Will the feel-good factor last for Ireland?

It was well past midnight when Ireland’s team bus pulled out of Lille but songs and stories dominated the three-hour journey down the A1 towards the Versailles.

Will the feel-good factor last for Ireland?

Such was the level of euphoria created by that win over Italy that even staff members stepped forward to join players in delivering a ditty from their repertoire, aware that rare nights like these are to be cherished.

Four days later and Ireland were out of the European Championships, their physical and mental exertions in Lyon ruthlessly exposed by France during a devastating 25-minute spell after half-time.

In his reflections of the Euros last week, manager Martin O’Neill hailed the Italian job as the “evening of all evenings” but his predecessors will testify the fickleness of football can be crueler within the international circuit than its club equivalent.

Steve Staunton was sacked within two months of overseeing a 4-0 hammering of Denmark in Aarhus, yet more tellingly, sections of the Dublin crowd had five years earlier turned on Mick McCarthy two games into a qualification campaign which followed rattling Spain in the last-16 stage of the 2002 World Cup.

Unlike the relentless carousel of the English club game, seldom is there an international fixture fast approaching to get a bad result out of the system.

For all the warmth victories bring to fans’ hearts, disappointment festers from the opposite outcome. That the format in the World Cup quest is more unforgiving to set-backs than the expanded Euros is another reason why O’Neill is aware the joyous scenes of Lille have a limited shelf-life in the precarious world of management.

“We’re in a difficult group and we don’t want to go out of the competition before it starts,” said the Derry man, cautioning his players on the off-chance complacency seeps into their psyche.

Robbie Keane and John O’Shea are unlikely be around for that concern to be tested on them, placing the onus on the likes of Seamus Coleman, Shane Long and James McCarthy to maintain the hunger so evident in France.

Although Robbie Brady and Jeff Hendrick are slightly behind that trio in the experience stakes, their coming of age in the latter part of qualification and at the tournament demonstrate them to be as important to the cause.

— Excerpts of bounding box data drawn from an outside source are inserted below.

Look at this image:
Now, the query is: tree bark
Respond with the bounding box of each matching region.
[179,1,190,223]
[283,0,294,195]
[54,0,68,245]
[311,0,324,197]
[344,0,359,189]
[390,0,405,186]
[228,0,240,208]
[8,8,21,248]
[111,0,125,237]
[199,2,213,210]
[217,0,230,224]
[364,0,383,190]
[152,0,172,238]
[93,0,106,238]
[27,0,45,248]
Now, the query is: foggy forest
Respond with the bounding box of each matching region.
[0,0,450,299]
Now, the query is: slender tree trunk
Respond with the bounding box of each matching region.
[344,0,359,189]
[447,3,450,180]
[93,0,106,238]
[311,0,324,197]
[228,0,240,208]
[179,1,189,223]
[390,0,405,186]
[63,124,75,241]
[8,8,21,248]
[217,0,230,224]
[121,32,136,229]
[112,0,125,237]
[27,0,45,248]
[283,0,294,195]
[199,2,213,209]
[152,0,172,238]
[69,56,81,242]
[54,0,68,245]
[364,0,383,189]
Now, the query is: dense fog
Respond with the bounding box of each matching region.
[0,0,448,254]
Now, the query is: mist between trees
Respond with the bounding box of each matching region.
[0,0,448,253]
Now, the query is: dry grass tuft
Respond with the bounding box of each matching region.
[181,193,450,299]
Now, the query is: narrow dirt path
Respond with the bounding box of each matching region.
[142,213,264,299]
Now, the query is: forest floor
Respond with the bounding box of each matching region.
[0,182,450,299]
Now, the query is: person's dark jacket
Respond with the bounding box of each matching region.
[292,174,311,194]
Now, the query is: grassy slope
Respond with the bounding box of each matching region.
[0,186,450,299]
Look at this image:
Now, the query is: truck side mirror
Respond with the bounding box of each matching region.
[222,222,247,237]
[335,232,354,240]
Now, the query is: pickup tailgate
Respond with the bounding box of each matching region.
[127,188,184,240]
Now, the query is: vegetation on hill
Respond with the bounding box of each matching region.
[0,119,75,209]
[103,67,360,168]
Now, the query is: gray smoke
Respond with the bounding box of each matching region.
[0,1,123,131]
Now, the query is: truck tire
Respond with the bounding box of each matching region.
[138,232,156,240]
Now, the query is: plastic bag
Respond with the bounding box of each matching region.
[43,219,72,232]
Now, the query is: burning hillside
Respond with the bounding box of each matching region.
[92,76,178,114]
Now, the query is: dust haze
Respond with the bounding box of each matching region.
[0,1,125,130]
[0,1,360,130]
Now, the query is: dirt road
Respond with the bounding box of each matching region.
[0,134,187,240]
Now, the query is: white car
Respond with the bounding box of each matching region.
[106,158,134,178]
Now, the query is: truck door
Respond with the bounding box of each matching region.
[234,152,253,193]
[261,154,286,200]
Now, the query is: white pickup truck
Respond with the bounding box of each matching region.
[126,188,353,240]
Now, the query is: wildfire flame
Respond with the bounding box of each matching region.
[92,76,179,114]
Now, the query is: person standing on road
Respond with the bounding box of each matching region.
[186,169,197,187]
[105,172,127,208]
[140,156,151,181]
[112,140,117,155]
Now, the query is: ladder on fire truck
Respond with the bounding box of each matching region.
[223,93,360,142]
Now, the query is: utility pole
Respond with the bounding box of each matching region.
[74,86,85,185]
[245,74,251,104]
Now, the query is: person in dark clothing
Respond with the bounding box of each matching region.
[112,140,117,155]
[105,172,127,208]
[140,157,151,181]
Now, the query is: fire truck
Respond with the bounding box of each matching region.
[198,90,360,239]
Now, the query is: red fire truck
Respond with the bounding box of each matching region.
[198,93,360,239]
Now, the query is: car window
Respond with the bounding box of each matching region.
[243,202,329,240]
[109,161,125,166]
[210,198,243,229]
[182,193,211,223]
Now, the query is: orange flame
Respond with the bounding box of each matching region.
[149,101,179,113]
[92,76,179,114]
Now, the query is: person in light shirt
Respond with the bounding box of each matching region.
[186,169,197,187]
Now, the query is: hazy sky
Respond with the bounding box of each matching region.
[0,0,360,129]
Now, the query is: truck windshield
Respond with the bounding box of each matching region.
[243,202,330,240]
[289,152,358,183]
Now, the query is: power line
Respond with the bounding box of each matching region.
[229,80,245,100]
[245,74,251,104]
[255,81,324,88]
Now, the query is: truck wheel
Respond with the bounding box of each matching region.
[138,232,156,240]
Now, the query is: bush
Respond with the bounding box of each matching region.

That quintet — along with goalkeeper Darren Randolph — are definite starters, fitness permitting, for the opener in Serbia on September 5.

Beyond that, however, question marks remain about the composition of O’Neill’s first XI.

Most uncertain is the defensive cast, as Coleman at right-back berth is the sole banker.

Despite Shane Duffy’s suspension removing him from the equation, it cannot be a given that Richard Keogh and Ciaran Clark assume the positions, especially as the fit-again Marc Wilson is gunning for his place back.

Further upfield, Jon Walters will be approaching 33 by the time the qualifiers kick off, still a bit younger than Wes Hoolahan and Daryl Murphy, both of whom are not assured to stick around either. James McClean displayed enough enterprise against the Italians and French to convince O’Neill’s he’s worthy of more than just a bit-part role.

Not all the responsibility should be shouldered by the players. Approaching three years into his stint, O’Neill is still learning aspects of the international set-up. Credit was due for his tactic of positing Glenn Whelan on Zlatan Ibrahimovic in a bid to thwart the Swedish talisman’s influence in the group opener but equally open to appraisal was his failure to adjust when the inevitable French avalanche came.

Identifying Stephen Ward as Ireland’s weak link, Kingsley Coman was thrust from the bench onto the right-wing in search of the equaliser, affording Antoine Griezmann the scope to instead attack through the middle.

Ireland led at that stage, meaning Robbie Brady’s pace was more needed in defence, and a simple switch to counteract Coman’s threat, while sacrificing Ward for Whelan to support the ailing central-defensive line, may well have helped in some part to neutralise the bombardment that ensued.

Though Iceland were the big story of the Euros, the progression of Poland also to the quarter-finals and Wales to the semis, illustrated the possibilities to Ireland.

Consequently, Wales will be fancied to claim the one guaranteed slot in Russia from Ireland’s group but other hurdles loom before our clashes with the Celtic cousins next year. Ideally — for players and fans alike — those memories from Lille fade only because better and fresher ones are created to replace them.